Conditional CSS Values

CSS lacks a general purpose ternary operator or if/else statements.

However, in many situations there is a small trick that we can use to toggle values using invalid custom properties and fallback values. I learn't this trick from Devon Govett.

Let's say we want to switch visibility between visible and hidden when a custom property is set or unset.

body {
  --switch: on;
}

.widget {
  visibility: /* on ? visible : hidden */ ;
}

When --switch is on, the value for visibility should be visible, otherwise it should be hidden.

Since we know that visible is the default value for visibility, we can set visibility to an invalid value var(--switch) so that CSS skips the declaration and the element remains visible.

body {
  --switch: on;
}

.widget {
  /*
   "on" is an invalid value for visiblity
   therefore this declaration is skipped and
   the value for visibility is visible
  */
  visibility: var(--switch);
}

Now comes the interesting part.
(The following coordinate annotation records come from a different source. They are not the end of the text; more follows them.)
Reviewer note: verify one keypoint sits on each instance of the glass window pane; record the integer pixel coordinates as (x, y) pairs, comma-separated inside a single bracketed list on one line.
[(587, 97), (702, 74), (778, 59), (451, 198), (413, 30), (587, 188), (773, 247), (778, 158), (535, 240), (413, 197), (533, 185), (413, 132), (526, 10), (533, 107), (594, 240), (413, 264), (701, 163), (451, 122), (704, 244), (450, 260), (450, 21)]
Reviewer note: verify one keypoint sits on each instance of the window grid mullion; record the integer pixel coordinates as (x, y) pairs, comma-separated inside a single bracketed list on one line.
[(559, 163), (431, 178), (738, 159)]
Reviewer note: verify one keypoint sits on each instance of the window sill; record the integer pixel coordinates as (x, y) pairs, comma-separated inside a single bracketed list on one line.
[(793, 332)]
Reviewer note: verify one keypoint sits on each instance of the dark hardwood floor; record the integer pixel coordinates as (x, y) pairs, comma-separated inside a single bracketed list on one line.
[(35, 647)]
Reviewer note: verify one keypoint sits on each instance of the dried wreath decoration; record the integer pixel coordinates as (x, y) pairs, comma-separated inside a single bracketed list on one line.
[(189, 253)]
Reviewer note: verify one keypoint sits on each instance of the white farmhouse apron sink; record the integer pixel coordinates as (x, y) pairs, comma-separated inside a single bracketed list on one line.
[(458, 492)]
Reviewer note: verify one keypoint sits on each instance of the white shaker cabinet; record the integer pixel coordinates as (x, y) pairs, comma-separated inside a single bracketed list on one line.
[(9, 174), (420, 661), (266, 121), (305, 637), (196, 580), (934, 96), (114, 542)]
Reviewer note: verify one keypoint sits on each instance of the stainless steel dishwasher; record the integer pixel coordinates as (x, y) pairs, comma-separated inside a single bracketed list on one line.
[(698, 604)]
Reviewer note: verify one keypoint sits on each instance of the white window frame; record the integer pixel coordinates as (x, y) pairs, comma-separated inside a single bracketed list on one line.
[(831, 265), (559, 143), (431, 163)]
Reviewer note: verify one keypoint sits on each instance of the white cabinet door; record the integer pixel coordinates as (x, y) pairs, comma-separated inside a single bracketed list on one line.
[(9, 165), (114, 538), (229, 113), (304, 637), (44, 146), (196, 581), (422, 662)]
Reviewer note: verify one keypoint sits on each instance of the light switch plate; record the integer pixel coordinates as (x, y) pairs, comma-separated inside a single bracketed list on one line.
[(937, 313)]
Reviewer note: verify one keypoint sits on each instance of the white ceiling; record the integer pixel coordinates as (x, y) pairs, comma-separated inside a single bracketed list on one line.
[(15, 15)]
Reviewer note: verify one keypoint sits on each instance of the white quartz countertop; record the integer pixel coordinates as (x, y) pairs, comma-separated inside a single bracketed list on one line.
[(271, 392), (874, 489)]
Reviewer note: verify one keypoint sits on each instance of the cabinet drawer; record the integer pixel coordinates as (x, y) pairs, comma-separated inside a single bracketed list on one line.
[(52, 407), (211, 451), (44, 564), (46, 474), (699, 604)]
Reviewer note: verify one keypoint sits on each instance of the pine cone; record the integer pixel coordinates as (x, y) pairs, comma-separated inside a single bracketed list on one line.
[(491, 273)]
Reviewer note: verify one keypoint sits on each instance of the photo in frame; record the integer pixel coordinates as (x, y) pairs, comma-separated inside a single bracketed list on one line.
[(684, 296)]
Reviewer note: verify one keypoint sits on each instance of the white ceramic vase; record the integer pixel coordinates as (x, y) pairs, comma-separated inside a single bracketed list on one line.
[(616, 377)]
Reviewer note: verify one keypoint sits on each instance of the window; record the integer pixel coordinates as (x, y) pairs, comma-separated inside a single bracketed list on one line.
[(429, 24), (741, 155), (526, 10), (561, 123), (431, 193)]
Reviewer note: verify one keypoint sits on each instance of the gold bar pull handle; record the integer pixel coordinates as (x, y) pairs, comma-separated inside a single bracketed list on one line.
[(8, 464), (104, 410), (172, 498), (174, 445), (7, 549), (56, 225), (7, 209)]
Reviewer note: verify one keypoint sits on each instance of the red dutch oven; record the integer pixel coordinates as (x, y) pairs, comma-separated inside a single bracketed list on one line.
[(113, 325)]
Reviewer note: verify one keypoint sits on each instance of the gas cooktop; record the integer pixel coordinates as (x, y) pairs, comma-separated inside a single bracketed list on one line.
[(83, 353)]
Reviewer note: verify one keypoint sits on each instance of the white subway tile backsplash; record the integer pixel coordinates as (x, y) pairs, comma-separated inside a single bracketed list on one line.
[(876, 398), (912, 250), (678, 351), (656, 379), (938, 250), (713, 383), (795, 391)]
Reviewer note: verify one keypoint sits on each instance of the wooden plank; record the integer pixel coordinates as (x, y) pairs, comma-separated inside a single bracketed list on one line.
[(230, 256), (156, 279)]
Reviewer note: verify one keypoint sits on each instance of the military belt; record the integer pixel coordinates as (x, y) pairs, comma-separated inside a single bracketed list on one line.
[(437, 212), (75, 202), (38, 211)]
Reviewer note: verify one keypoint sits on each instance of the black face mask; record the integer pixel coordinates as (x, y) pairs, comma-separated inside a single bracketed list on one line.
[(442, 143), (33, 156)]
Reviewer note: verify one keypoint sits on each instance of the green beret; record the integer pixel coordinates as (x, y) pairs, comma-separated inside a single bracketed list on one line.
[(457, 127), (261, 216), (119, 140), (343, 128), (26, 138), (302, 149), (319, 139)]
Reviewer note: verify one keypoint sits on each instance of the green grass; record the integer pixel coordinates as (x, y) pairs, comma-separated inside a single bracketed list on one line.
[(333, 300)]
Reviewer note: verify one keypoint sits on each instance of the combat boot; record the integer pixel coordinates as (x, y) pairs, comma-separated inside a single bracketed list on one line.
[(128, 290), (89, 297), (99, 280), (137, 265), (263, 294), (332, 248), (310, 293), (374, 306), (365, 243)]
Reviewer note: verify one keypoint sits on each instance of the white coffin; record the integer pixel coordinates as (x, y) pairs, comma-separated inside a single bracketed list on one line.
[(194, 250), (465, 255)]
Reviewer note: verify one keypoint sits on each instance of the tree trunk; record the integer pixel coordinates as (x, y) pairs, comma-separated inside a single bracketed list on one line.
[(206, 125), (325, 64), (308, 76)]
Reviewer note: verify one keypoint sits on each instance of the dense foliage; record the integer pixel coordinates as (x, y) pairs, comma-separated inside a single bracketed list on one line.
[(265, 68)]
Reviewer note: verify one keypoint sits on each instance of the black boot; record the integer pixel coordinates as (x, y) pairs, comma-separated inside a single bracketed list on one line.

How do we switch to hidden?

The answer is with a fallback value that CSS will pick up when the --switch property is set to an invalid value!

body {
  /* initial is an invalid value! */
  --switch: initial;
}

.widget {
  /* CSS will fallback to hidden */
  --visibility: var(--switch, hidden);
  visibility: var(--visibility);
}

By setting --switch to initial (a guaranteed-invalid value), the --visibility property will compute to the fallback hidden.

We can therefore switch the value of --switch between on and initial to change visibility!